You're loosing a fair bit of information if you're compressing a 2.52 MB file into 230Kb. The other way to ruin an image is to take a compressed file (.jpg) and further compress it into a smaller .jpg. If you're not sure how big a .jpg file you'll need, scan it in a lossless format (e.g. .tiff) and produce  aselection of .jpgs from that; saving the original.
Title: Re: Contracting those old long BMD certificates to store to file or print.
Post by: andrewalston on Tuesday 15 May 18 09:31 BST (UK)
If, when you are emailing the image, you attach the image, the recipient gets the same quality image you have,
If you "insert picture", so the image appears in with the text, the email software will almost certainly chop its size and quality down to what it reckons will fit.
Title: Re: Contracting those old long BMD certificates to store to file or print.
Post by: Ray T on Tuesday 15 May 18 10:26 BST (UK)

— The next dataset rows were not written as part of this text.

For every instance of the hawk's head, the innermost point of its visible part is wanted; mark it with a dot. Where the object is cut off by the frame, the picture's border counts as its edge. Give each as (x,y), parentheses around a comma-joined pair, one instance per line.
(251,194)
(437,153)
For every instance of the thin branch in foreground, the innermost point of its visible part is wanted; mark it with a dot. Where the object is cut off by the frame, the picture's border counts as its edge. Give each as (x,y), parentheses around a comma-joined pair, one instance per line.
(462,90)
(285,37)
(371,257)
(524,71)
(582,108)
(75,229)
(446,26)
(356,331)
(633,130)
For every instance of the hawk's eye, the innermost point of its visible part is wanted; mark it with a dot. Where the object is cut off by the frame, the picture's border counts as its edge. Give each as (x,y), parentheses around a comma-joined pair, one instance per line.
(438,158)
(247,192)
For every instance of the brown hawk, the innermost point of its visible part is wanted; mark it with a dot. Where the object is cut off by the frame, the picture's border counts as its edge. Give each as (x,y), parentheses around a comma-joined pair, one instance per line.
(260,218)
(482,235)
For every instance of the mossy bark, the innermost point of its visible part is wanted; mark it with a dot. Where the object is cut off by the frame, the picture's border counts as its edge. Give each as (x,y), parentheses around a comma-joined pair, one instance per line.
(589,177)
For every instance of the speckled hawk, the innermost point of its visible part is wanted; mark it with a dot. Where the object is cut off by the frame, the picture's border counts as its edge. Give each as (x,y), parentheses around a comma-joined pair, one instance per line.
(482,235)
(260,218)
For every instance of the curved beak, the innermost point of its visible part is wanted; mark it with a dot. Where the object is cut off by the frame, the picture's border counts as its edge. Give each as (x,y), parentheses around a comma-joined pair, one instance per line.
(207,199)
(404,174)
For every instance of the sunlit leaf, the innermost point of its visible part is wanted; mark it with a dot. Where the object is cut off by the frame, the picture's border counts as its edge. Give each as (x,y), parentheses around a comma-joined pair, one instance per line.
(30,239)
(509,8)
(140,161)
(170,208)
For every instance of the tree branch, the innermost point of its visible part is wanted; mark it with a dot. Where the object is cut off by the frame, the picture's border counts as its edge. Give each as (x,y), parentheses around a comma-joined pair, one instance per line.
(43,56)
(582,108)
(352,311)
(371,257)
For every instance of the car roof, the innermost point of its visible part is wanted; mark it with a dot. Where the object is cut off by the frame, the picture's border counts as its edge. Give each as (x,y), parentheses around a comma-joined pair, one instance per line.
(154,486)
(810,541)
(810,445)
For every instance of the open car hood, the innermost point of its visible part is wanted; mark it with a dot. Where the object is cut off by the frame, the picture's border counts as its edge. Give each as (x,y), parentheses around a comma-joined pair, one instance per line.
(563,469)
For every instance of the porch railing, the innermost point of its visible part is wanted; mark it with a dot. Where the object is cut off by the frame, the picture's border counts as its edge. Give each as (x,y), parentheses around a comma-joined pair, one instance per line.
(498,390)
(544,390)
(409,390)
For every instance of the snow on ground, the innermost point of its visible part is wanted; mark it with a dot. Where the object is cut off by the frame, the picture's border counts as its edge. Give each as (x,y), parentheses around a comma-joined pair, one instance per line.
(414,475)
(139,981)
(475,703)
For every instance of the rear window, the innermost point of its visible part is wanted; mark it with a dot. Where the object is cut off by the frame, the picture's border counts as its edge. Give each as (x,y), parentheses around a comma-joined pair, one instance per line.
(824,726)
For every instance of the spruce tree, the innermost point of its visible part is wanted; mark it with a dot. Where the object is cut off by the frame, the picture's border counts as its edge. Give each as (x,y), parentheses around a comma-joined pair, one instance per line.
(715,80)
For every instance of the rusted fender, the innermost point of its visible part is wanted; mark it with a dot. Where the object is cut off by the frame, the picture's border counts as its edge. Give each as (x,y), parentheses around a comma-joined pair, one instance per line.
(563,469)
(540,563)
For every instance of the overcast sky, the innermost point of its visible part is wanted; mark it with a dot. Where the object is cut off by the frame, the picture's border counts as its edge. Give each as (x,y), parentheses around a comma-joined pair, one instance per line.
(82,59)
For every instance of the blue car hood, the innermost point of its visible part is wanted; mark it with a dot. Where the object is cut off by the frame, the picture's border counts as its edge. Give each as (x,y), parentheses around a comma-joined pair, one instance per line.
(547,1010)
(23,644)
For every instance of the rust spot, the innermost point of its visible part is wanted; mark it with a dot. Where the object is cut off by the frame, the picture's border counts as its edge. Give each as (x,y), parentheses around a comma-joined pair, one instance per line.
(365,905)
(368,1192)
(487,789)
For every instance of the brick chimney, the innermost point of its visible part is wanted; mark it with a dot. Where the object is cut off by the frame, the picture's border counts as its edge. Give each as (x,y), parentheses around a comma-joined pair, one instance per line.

Not Necessarily; it depends on the email program you're using. That may be true on some systems but in "Mail" (Mac), when dragging & dropping or attaching, you have the option to send the image as Small, Medium, Large or "Actual Size". The one-size-fits-all approach is asking for problems.
Title: Re: Contracting those old long BMD certificates to store to file or print.
Post by: smudwhisk on Tuesday 15 May 18 13:32 BST (UK)
If, when you are emailing the image, you attach the image, the recipient gets the same quality image you have,

As Ray says, it depends on the email program.  Microsoft Outlook, at least 2007 and earlier, does not, it defaults to a set size (Medium) and gives you the option to change it back to the default size of the file.